Par bonheur, c’était le moment de partir. Sans insister sur ce sujet épineux, qui ne le divertissait pas plus que son fils, Taillard solda l’addition et, à petits pas, on s’achemina vers le Cirque…
À la sortie, près du contrôle, Roger, qui s’était princièrement amusé, réfléchit que l’instant arrivait peut-être de faire sa commission concernant l’heure du retour. Mais, justement Taillard lui demanda :
— Es-tu fatigué ?
— Pas du tout.
— Veux-tu que nous allions prendre quelque chose ?
— Oh ! oui !
Gégé, sitôt ces mots prononcés, les regretta. Tant pis ! Déjà l’automobile les emportait par la nuit claire, le long des rues silencieuses. Et puis une demi-heure de plus ou de moins, le mal ne serait pas grand.
Une bavaroise au chocolat et un panier de brioches eurent vite raison de ce restant de remords. Il y avait dans la salle une foule de jolies dames en peau, avec des colliers de perles, des rubis, des diamants, des émeraudes et d’immenses chapeaux à panaches. Des tziganes ponceau jouaient des valses mélancoliques à en pleurer ou des marches américaines à vous rendre ivre de gaieté. La lumière ruisselait des lustres sur les fleurs qui jonchaient les tables. Comme M. Beaujoint, comme M. Capdemas, comme Mme Taillard elle-même étaient loin ! De sa vie, Gégé n’avait passé une aussi bonne soirée.

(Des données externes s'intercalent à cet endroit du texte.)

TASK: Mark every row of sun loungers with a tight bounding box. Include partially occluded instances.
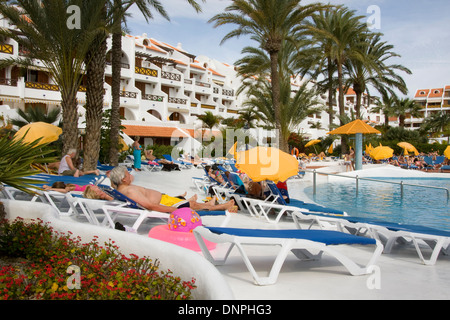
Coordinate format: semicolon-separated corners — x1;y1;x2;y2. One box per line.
1;169;450;285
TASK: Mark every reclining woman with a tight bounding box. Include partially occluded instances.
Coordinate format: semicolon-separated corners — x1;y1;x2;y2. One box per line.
109;166;234;213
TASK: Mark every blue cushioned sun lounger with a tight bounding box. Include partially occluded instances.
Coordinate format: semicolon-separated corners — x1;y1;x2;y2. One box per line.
194;227;383;285
292;211;450;265
242;181;346;223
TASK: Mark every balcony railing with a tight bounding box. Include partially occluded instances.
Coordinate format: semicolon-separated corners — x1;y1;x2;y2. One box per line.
25;81;59;91
134;67;158;77
168;97;187;104
0;78;17;87
142;93;164;102
120;91;137;99
195;81;211;88
106;61;130;69
0;44;14;54
161;71;181;81
222;89;234;97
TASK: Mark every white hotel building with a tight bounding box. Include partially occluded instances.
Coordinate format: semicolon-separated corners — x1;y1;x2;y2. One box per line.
0;19;383;151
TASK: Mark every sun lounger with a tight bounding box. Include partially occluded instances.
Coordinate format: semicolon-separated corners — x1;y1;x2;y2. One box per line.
163;154;193;169
292;212;450;265
194;227;383;285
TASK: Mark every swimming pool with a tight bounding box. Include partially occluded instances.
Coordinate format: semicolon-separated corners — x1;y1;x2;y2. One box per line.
304;178;450;231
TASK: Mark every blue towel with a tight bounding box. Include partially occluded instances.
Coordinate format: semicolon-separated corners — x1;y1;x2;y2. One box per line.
30;173;102;186
208;227;376;245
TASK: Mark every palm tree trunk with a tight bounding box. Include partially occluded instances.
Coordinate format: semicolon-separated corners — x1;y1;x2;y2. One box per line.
61;89;78;155
337;61;348;154
109;31;122;166
327;57;335;131
270;51;289;152
83;34;106;170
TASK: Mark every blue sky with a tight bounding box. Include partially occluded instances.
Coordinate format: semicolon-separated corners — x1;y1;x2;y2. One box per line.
128;0;450;97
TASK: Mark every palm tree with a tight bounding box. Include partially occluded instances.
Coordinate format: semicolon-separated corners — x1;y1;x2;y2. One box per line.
0;0;106;152
0;137;56;192
308;7;368;153
344;33;411;118
11;107;61;128
422;111;450;143
392;98;422;128
209;0;324;151
83;0;111;170
197;111;222;134
243;77;319;144
238;108;261;128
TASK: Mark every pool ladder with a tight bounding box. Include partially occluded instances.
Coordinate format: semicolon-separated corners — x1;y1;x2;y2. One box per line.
305;169;450;200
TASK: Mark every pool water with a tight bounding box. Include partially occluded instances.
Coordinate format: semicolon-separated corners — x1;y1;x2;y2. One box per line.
304;178;450;231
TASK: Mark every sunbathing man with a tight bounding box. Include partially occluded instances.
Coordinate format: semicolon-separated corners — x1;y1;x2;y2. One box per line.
109;166;234;213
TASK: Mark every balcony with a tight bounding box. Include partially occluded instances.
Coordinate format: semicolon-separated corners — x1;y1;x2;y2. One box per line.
25;81;59;91
161;71;181;81
195;81;211;88
134;67;158;77
168;97;187;104
120;91;137;99
142;93;164;102
106;61;130;69
0;78;17;87
0;44;14;54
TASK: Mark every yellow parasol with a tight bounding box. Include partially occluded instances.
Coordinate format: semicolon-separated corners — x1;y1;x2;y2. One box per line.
366;143;373;154
328;144;333;154
228;141;237;159
328;119;381;170
236;147;298;182
14;122;62;145
397;142;419;156
119;137;130;152
370;146;394;160
305;139;321;148
444;146;450;159
328;119;381;134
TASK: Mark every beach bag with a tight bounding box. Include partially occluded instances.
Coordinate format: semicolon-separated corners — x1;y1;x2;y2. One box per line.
168;208;202;232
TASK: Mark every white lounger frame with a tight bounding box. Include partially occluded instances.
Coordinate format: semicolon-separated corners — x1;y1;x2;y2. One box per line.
194;227;383;285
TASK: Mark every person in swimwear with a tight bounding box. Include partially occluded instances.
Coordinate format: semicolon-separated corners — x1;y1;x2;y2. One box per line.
109;166;234;213
42;181;86;193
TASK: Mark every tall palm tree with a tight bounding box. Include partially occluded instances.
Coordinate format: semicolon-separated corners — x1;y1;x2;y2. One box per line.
83;4;108;170
238;108;261;128
243;77;320;144
0;0;106;152
209;0;323;151
392;98;422;128
372;93;398;130
344;33;411;118
308;6;368;153
422;111;450;143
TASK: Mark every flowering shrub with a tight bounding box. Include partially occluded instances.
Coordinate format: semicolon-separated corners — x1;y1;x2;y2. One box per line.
0;218;195;300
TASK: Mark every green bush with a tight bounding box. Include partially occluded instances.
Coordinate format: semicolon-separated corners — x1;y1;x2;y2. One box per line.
0;219;195;300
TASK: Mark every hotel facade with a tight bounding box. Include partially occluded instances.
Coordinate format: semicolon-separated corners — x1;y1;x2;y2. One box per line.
0;15;383;151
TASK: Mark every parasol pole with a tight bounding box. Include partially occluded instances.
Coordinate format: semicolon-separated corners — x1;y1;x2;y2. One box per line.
355;133;362;170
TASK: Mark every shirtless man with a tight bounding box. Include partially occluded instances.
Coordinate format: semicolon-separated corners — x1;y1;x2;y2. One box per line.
109;166;234;213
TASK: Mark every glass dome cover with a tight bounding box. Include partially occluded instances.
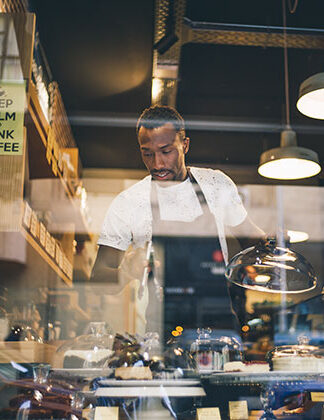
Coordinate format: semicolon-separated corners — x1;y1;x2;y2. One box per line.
225;238;317;293
266;336;324;361
57;322;114;369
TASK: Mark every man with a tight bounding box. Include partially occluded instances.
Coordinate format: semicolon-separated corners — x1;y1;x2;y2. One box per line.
92;106;262;328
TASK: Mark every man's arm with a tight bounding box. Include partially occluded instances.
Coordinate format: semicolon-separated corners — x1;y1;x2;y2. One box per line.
230;216;266;249
91;245;126;294
91;245;147;295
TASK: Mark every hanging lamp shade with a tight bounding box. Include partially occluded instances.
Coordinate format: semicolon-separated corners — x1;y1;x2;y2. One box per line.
296;73;324;120
258;130;321;180
225;238;317;293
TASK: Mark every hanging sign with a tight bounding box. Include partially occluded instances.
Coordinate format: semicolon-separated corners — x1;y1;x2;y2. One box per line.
0;80;26;155
196;407;221;420
228;401;249;420
94;407;119;420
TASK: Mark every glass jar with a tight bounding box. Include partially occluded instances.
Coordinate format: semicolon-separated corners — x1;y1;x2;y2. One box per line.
266;336;324;372
190;328;242;371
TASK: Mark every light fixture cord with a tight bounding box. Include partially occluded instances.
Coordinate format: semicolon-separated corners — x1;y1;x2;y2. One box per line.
282;0;291;130
288;0;298;14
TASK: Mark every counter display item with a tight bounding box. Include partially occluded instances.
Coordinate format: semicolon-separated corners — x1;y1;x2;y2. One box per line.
267;336;324;373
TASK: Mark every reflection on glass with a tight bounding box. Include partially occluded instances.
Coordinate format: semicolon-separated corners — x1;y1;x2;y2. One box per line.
57;322;114;369
226;239;317;293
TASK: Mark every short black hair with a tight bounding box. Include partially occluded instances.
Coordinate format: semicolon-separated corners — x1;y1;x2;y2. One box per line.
136;105;185;138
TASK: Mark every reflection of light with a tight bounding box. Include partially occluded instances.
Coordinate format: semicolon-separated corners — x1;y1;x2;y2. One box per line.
10;361;28;373
287;230;309;244
264;261;294;270
258;156;321;179
266;253;296;261
254;274;271;283
152;77;163;102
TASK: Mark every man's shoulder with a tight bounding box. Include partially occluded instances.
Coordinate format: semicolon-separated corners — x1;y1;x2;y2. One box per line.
116;175;151;203
190;167;232;183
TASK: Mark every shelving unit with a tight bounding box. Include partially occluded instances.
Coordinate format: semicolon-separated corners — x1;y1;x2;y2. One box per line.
0;11;92;356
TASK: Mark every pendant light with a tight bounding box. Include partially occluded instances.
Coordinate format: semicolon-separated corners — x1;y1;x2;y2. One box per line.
258;0;321;180
296;73;324;120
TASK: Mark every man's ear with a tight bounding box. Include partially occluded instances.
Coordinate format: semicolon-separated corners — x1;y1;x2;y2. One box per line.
183;137;190;154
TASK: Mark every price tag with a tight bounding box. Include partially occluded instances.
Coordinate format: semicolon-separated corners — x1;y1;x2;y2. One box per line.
30;211;39;238
311;392;324;402
45;231;52;254
39;222;46;248
55;242;61;265
53;139;60;160
52;157;57;176
94;407;118;420
57;149;63;172
49;236;56;259
82;408;94;420
197;407;221;420
228;401;249;420
59;248;64;270
46;128;54;164
23;201;32;228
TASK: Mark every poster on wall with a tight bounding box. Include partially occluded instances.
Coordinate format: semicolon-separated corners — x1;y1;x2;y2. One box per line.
0;80;26;155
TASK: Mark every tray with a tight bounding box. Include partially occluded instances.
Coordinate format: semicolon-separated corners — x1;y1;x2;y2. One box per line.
98;379;200;387
208;370;324;385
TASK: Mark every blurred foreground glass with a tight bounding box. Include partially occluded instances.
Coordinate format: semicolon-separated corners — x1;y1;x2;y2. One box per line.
225;238;317;293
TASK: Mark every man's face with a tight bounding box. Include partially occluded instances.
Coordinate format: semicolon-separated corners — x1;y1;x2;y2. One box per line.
138;123;189;181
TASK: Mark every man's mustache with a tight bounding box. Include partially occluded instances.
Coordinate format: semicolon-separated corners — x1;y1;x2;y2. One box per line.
150;168;174;175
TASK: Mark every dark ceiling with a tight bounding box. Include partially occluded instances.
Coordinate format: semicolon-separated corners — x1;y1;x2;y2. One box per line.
29;0;324;184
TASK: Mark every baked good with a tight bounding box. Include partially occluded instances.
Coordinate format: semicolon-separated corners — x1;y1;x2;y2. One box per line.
224;362;270;373
115;366;153;380
272;356;324;372
63;349;114;369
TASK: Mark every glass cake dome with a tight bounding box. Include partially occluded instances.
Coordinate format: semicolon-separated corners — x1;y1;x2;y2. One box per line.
225;238;317;293
266;335;324;372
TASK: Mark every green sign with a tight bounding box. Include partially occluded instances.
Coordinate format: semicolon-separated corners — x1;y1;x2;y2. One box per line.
0;80;26;155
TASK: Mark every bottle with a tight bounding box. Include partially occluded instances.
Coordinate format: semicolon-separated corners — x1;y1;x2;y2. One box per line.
190;328;214;371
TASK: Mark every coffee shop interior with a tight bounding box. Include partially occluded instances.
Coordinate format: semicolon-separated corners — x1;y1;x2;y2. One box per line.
0;0;324;420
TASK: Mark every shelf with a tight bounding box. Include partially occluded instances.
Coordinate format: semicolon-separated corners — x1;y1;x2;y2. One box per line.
21;226;72;287
48;290;90;321
26;82;92;241
0;341;56;363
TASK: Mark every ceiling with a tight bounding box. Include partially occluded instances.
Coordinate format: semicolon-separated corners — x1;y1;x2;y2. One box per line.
29;0;324;185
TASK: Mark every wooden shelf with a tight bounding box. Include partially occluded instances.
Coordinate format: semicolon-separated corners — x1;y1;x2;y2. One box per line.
21;226;72;287
26;82;92;241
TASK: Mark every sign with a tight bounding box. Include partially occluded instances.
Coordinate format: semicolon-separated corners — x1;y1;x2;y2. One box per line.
311;392;324;402
94;407;118;420
197;407;221;420
0;80;26;155
228;401;249;420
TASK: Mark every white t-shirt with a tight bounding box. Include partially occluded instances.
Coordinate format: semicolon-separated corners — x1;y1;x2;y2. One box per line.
98;167;246;263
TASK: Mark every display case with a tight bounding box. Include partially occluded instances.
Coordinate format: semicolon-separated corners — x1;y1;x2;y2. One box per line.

Enfin Taillard lui fit signe de se lever. L’automobile les ramena avenue Marceau. Tout le long de la route, Taillard tint dans sa main la main de son fils. Sur le seuil, il dit :
— À samedi, alors… Du reste, d’ici là, je viendrai te voir chez M. Beaujoint.
Ils s’embrassèrent de deux forts baisers. Puis, comme la porte se refermait sur Gégé, Taillard regrimpa en voiture et se fit conduire à un restaurant de la rue Royale où Nelly Jelly l’attendait dans un cabinet.